The aircraft had a few tense moments during its first two flights. On both flights, the nose landing gear would not fully extend for landing. Gear extend /retract tests on the ground had gone well, so no one expected any problems in flight. However, since the NLG extends down and forward, the air pressure of 200 kt at extension prevented full extension. The pilot, Neal Anderson, tried extending at a lower airspeed, pulling 3g, etc., all to no avail. For some reason he flipped the alternate flap switch and the hydraulic pressure pulse was just enough to lock the gear down. About 50 guys in the control room started to breath again. After the flight, gear rigging adjustments were made to correct the problem. Or so we thought! On flight 2, the same thing happened. Neal was not pleased to say the least.
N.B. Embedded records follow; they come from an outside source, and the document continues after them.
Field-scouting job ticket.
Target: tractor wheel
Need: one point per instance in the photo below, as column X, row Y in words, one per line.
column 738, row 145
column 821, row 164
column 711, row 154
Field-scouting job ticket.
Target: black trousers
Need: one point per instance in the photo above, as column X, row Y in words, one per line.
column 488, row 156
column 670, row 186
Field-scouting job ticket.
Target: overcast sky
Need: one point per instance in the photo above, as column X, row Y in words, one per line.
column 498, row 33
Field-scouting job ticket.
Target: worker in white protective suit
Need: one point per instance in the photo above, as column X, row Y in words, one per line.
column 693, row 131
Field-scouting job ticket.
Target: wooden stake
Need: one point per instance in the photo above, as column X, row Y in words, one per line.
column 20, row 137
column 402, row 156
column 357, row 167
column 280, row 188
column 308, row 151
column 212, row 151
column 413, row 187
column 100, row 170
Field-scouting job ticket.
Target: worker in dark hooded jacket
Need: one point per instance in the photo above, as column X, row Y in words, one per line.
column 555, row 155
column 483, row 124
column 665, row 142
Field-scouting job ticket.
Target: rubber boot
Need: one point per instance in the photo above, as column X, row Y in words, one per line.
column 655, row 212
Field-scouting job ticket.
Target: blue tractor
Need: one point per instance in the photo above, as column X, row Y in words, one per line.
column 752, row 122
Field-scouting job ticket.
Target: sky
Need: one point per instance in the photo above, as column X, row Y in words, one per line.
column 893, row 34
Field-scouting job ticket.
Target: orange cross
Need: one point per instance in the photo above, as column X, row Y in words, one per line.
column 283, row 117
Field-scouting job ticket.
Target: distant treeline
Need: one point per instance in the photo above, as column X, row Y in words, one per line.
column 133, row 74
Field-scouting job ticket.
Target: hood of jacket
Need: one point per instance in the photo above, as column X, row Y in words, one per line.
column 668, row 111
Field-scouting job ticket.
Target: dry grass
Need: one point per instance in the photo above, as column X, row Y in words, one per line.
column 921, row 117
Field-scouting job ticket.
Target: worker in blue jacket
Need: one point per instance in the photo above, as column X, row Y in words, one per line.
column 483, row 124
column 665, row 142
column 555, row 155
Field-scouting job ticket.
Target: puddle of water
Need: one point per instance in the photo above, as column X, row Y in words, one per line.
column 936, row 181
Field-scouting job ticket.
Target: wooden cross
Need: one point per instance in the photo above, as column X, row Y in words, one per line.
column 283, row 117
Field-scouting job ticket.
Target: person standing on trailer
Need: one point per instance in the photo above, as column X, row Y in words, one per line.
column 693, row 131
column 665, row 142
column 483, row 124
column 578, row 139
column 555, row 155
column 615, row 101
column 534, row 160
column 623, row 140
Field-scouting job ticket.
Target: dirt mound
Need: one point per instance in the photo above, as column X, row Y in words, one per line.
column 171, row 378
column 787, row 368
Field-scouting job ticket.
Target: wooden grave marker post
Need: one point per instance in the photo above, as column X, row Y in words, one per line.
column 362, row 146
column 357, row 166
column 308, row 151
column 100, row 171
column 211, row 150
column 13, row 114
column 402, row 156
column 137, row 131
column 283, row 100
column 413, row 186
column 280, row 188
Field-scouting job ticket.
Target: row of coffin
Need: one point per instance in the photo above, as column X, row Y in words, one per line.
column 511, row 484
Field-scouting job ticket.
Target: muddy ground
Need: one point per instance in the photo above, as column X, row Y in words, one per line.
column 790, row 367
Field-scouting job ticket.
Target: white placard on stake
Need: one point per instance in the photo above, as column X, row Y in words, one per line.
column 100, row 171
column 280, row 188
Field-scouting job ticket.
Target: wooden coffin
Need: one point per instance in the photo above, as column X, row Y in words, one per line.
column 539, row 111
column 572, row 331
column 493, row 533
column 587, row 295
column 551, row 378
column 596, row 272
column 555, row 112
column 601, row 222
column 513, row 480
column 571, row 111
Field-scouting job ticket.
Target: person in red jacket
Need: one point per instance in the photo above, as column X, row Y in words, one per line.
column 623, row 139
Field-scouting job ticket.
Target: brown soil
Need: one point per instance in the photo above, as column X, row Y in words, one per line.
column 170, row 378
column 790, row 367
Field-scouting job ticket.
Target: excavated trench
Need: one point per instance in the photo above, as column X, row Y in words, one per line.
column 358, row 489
In 1975, the US Navy had expressed interest in a low-cost alternative to the Grumman F-14 Tomcat. General Dynamics proposed a navalized YF-16, with BVR radar, which was not part of the original planning for the USAF. The aircraft was briefly painted in a two-tone blue/light-brown color scheme for naval evaluation purposes. General Dynamics refined the proposal into a single-seat F-16, based on the two-seat F-16B - with the space ordinarily occupied by the rear seat used for increased avionics or fuel. On May 2nd, 1975, the Navy announced that they had decided not to buy the navalized F-16, but opted instead for an aircraft developed from the YF-17, which was eventually to emerge as the McDonnell Douglas F/A-18 Hornet.
05 Mar 1975
Accepted by the USAF. The airframe had a gray colorscheme for a very brief period.
The aircraft used to perform some tests with the AIM-7 Sparrow missile. Only with the introduction of the ADF version of the F-16, a BVR missile capacity was added to the airframe.
Belly landed on a grass area next to the runway at Carswell AFB, Texas. The right main landing gear jammed due to gyroscopic forces from right max-rate roll while the gear was being retracted. The aircraft was only slightly damaged (inlet duct buckling, FS227 bulkhead cracks, etc.). It was scheduled to appear at the Paris air show but due to the mishap the first prototype was sent.
Aircraft remained inactive, but was used for static displays.